Nitrogen and phosphorus budget of a Haliotis discus hannai and Apostichopus japonicus polyculture system

The system nitrogen (N), phosphorous (P) budget, N/P utilization rate and the physiological response mechanism of the abalone Haliotis discus hannai (body weight: 12.87 ± 0.82 g) and the sea cucumber Apostichopus japonicus (body weight: 10.85 ± 1.16 g) to different co‐culture environment conditions were examined. Animals were kept in a multilayer, cubic recirculating aquaculture system at different polyculture densities (abalones at 400 ind/m 2 in monoculture [Group C] and abalones at 400 ind/m 2 with sea cucumbers at 10 ind/m 2 [AS1] or 20 ind/m 2 [AS2]). Each treatment was replicated four times, and the experimental cycle was 90 days.
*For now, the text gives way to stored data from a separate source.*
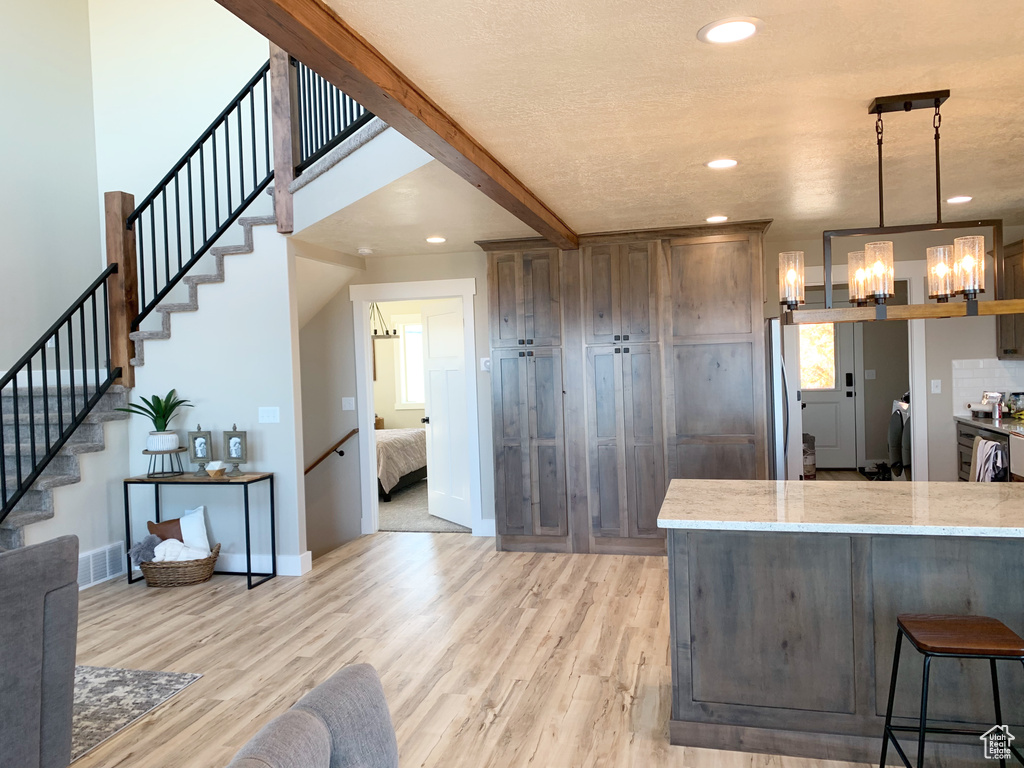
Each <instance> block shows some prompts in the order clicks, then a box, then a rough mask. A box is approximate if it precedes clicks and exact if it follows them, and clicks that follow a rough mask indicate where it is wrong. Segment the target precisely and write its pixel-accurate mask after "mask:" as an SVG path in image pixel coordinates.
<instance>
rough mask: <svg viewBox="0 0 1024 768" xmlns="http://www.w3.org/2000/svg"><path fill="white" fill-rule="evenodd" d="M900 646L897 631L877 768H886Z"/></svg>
mask: <svg viewBox="0 0 1024 768" xmlns="http://www.w3.org/2000/svg"><path fill="white" fill-rule="evenodd" d="M902 645H903V630H897V632H896V650H895V651H893V674H892V677H891V678H890V680H889V705H888V706H887V707H886V729H885V731H883V733H882V760H881V761H880V762H879V768H886V755H887V753H888V752H889V726H891V725H892V722H893V701H894V700H895V698H896V677H897V673H898V672H899V652H900V646H902ZM1022 664H1024V663H1022Z"/></svg>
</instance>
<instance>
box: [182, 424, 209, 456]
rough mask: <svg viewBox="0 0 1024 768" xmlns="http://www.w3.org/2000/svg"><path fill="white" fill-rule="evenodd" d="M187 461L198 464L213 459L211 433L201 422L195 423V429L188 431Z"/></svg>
mask: <svg viewBox="0 0 1024 768" xmlns="http://www.w3.org/2000/svg"><path fill="white" fill-rule="evenodd" d="M188 461H190V462H191V463H193V464H200V465H206V464H209V463H210V462H212V461H213V435H212V434H211V433H210V431H209V430H205V429H203V427H202V425H201V424H197V425H196V431H194V432H189V433H188Z"/></svg>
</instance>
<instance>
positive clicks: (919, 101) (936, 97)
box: [867, 89, 949, 115]
mask: <svg viewBox="0 0 1024 768" xmlns="http://www.w3.org/2000/svg"><path fill="white" fill-rule="evenodd" d="M947 98H949V91H948V89H947V90H942V91H925V92H923V93H899V94H897V95H895V96H876V97H874V99H873V100H872V101H871V105H870V106H868V108H867V114H868V115H882V114H883V113H887V112H911V111H912V110H934V109H935V108H936V106H941V105H942V104H943V103H945V100H946V99H947Z"/></svg>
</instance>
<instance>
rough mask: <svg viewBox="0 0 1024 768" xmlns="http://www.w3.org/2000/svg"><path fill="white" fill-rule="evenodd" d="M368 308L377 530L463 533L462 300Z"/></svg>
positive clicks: (467, 503) (463, 447) (466, 511)
mask: <svg viewBox="0 0 1024 768" xmlns="http://www.w3.org/2000/svg"><path fill="white" fill-rule="evenodd" d="M373 306H374V307H375V308H372V310H371V317H372V321H371V325H372V326H375V325H376V324H378V323H379V324H380V325H382V326H383V327H382V328H376V327H375V328H373V329H372V330H374V331H377V332H378V333H377V334H376V335H375V337H374V339H373V379H374V384H373V394H374V400H373V401H374V437H375V438H376V440H375V441H376V453H377V457H376V458H377V474H378V478H377V482H378V488H377V498H378V516H379V529H380V530H396V531H432V532H461V534H468V532H470V530H471V528H470V526H471V525H472V521H471V512H470V504H469V477H468V473H467V472H466V471H465V463H464V462H462V461H461V460H460V458H461V457H464V456H465V455H466V453H467V450H468V449H467V434H466V413H465V407H464V403H465V398H466V380H465V367H466V354H465V349H464V348H463V316H462V300H461V299H426V300H412V301H389V302H377V303H375V304H374V305H373Z"/></svg>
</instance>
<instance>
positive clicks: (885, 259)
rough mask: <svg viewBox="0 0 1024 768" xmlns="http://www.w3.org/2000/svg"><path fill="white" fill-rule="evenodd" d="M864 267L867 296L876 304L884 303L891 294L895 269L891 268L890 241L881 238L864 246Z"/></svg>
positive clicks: (892, 245)
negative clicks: (866, 271) (866, 282)
mask: <svg viewBox="0 0 1024 768" xmlns="http://www.w3.org/2000/svg"><path fill="white" fill-rule="evenodd" d="M864 267H865V269H866V270H867V296H868V298H871V299H874V303H876V304H885V303H886V299H888V298H889V297H890V296H892V295H893V290H894V284H895V280H896V270H895V269H894V268H893V244H892V241H888V240H883V241H878V242H876V243H868V244H867V245H865V246H864Z"/></svg>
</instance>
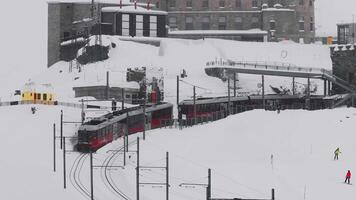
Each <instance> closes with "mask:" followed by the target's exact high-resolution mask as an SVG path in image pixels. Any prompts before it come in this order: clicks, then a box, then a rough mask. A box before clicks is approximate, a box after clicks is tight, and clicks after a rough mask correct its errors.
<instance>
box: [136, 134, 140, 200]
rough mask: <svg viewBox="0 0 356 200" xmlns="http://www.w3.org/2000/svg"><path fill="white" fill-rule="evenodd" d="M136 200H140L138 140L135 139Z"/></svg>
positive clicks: (139, 168) (139, 175)
mask: <svg viewBox="0 0 356 200" xmlns="http://www.w3.org/2000/svg"><path fill="white" fill-rule="evenodd" d="M136 154H137V161H136V162H137V166H136V200H140V138H139V137H137V153H136Z"/></svg>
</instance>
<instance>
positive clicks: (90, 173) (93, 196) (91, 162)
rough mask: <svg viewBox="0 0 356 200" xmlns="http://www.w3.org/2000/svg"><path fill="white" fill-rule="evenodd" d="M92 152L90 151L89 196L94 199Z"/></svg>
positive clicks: (92, 153) (93, 183) (91, 198)
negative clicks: (89, 183)
mask: <svg viewBox="0 0 356 200" xmlns="http://www.w3.org/2000/svg"><path fill="white" fill-rule="evenodd" d="M93 179H94V178H93V152H92V151H90V197H91V200H94V181H93Z"/></svg>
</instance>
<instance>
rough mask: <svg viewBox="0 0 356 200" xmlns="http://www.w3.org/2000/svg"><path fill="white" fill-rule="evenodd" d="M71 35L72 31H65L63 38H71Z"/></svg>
mask: <svg viewBox="0 0 356 200" xmlns="http://www.w3.org/2000/svg"><path fill="white" fill-rule="evenodd" d="M69 36H70V33H69V32H67V31H66V32H63V38H64V39H67V38H69Z"/></svg>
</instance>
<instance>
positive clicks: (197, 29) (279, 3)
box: [140, 0, 315, 43]
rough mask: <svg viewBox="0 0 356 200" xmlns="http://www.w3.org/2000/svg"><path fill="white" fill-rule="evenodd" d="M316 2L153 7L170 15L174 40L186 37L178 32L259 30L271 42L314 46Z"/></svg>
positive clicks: (164, 4) (169, 23)
mask: <svg viewBox="0 0 356 200" xmlns="http://www.w3.org/2000/svg"><path fill="white" fill-rule="evenodd" d="M314 1H315V0H151V3H152V4H154V5H155V6H156V7H157V8H158V9H161V10H164V11H167V12H168V25H169V27H170V33H172V34H170V36H173V37H184V35H187V32H182V34H179V32H180V31H187V30H195V31H197V30H200V31H201V30H219V31H220V35H221V34H223V33H224V30H230V31H231V30H239V31H240V32H236V34H238V33H240V34H245V35H246V34H248V30H251V29H255V30H256V29H257V30H258V29H259V30H261V31H266V32H267V36H268V41H281V40H285V39H291V40H293V41H295V42H303V43H311V42H314V38H315V22H314V20H315V17H314ZM140 2H146V0H140ZM188 33H189V32H188ZM191 33H192V32H191ZM261 34H262V32H261ZM262 35H263V34H262ZM229 38H231V34H230V35H229V36H228V37H227V39H229ZM235 38H236V37H235ZM237 38H238V37H237Z"/></svg>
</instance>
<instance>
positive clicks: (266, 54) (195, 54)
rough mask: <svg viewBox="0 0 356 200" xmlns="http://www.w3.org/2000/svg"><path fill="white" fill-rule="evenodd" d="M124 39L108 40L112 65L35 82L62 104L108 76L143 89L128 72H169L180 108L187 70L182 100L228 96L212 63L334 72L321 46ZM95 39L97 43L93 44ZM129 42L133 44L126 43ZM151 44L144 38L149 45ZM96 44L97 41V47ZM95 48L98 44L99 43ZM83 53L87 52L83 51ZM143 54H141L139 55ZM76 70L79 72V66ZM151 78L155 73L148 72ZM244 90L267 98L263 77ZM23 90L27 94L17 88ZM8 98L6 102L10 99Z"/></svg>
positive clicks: (270, 76)
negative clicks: (261, 95)
mask: <svg viewBox="0 0 356 200" xmlns="http://www.w3.org/2000/svg"><path fill="white" fill-rule="evenodd" d="M120 38H121V37H118V36H103V44H104V45H108V46H111V43H115V44H116V45H115V46H116V47H115V48H114V47H112V46H111V47H110V51H109V59H107V60H105V61H102V62H96V63H92V64H87V65H83V66H81V67H80V70H79V69H76V68H75V67H74V69H73V70H72V71H71V70H69V68H70V67H69V66H70V64H69V63H68V62H63V61H61V62H58V63H56V64H54V65H53V66H52V67H50V68H49V69H47V70H44V71H43V72H42V73H39V74H38V75H36V76H33V77H32V78H31V82H34V83H37V84H48V83H50V84H51V85H52V86H53V87H54V90H55V93H56V98H57V99H58V100H65V101H68V100H71V99H72V98H73V96H74V91H73V90H72V87H74V86H81V85H105V84H106V72H107V71H109V72H110V85H112V86H119V87H120V86H121V87H122V86H124V87H130V88H137V87H138V84H137V83H133V82H129V83H128V82H126V71H127V68H136V67H138V68H141V67H143V66H144V67H146V68H147V69H150V68H153V69H160V68H162V69H163V76H164V94H165V101H168V102H173V103H174V102H176V76H177V75H180V74H181V73H182V71H183V70H185V71H186V72H187V77H186V78H184V79H182V81H181V84H180V99H187V98H191V97H192V96H193V95H192V93H193V91H192V89H193V85H196V86H198V87H197V95H198V96H226V95H227V81H226V82H223V81H222V80H220V79H218V78H214V77H210V76H208V75H207V74H206V73H205V67H206V63H207V62H210V61H213V60H215V59H220V58H221V59H224V60H227V59H229V60H233V61H237V62H258V63H267V64H277V65H281V64H283V65H292V66H301V67H311V68H324V69H328V70H331V68H332V63H331V59H330V51H329V49H328V48H327V47H325V46H321V45H302V44H295V43H286V42H284V43H256V42H237V41H226V40H219V39H205V40H180V39H156V40H158V41H160V46H158V47H157V46H153V45H149V44H140V43H137V42H132V41H123V40H120ZM92 39H94V38H92ZM126 39H127V38H126ZM144 39H145V38H141V40H144ZM91 43H93V40H92V42H91ZM93 44H94V43H93ZM79 52H81V50H79ZM138 52H139V53H138ZM73 66H76V64H75V62H73ZM147 73H148V76H149V73H150V71H148V72H147ZM238 79H239V83H238V87H239V88H241V89H239V90H238V92H239V93H240V94H248V93H249V94H258V93H261V88H260V87H259V85H260V84H261V77H260V76H257V75H247V74H239V76H238ZM265 80H266V82H265V85H266V86H267V87H266V93H267V94H268V93H272V90H271V88H270V87H269V86H270V85H271V86H273V87H278V88H279V87H283V88H287V89H290V90H291V87H292V78H286V77H272V76H266V77H265ZM296 81H297V86H298V87H300V88H301V91H300V92H302V90H303V88H305V84H306V79H297V80H296ZM25 82H26V81H24V83H25ZM312 85H315V87H317V93H319V94H320V93H321V92H323V88H322V85H323V82H322V81H320V80H312ZM14 89H21V88H14ZM8 96H10V97H11V94H10V95H5V96H4V97H3V99H8V98H6V97H8Z"/></svg>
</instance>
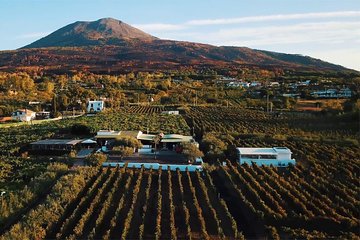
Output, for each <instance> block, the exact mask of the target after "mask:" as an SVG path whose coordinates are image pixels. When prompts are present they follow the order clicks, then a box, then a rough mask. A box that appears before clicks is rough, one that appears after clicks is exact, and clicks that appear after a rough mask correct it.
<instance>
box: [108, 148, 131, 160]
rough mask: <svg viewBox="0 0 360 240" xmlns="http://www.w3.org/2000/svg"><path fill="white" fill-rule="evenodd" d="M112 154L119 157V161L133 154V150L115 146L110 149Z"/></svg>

No significant difference in survival rate of abalones was detected when the stocking density of sea cucumbers increased from 10 to 20 ind/m 2 , but the concentrations of total ammonia nitrogen and nitrite nitrogen in the water were significantly higher in AS2 than in AS1. Survival rate, specific growth rate (SGR) of body weight of sea cucumbers and SGR of body weight of abalones were significantly lower in AS2 than in AS1. No significant difference in protease (PES), lipase, amylase and cellulase activities of abalones was identified between Group C and AS1, but the PES and amylase activities of abalones and sea cucumbers in AS1 were significantly higher than those in AS2. In AS1, the N/P output from harvesting of abalones and sea cucumbers and the N/P utilization rates were significantly higher than those in AS2. Although the N/P output from faeces was significantly lower in AS2 than in Group C and AS1, the N/P output from the water layer was significantly higher than that in AS1. The expression levels of Cu/Zn superoxide dismutase ( Cu/Zn‐SOD ) and heat shock protein 70 ( HSP70 ) of both abalones and sea cucumbers in AS2 were significantly higher than those in AS1. No significant difference in expression of catalase ( CAT ) and HSP90 of abalones was identified among these groups, but the expression levels of CAT and HSP90 of sea cucumbers in AS2 were significantly higher than those in AS1. These results indicate that stocking sea cucumbers at 10 ind/m 2 in the polyculture system will relieve the organic load on the system and improve the N/P utilization rate. It will also increase aquaculture production and improve the ecological and economic benefits of the system.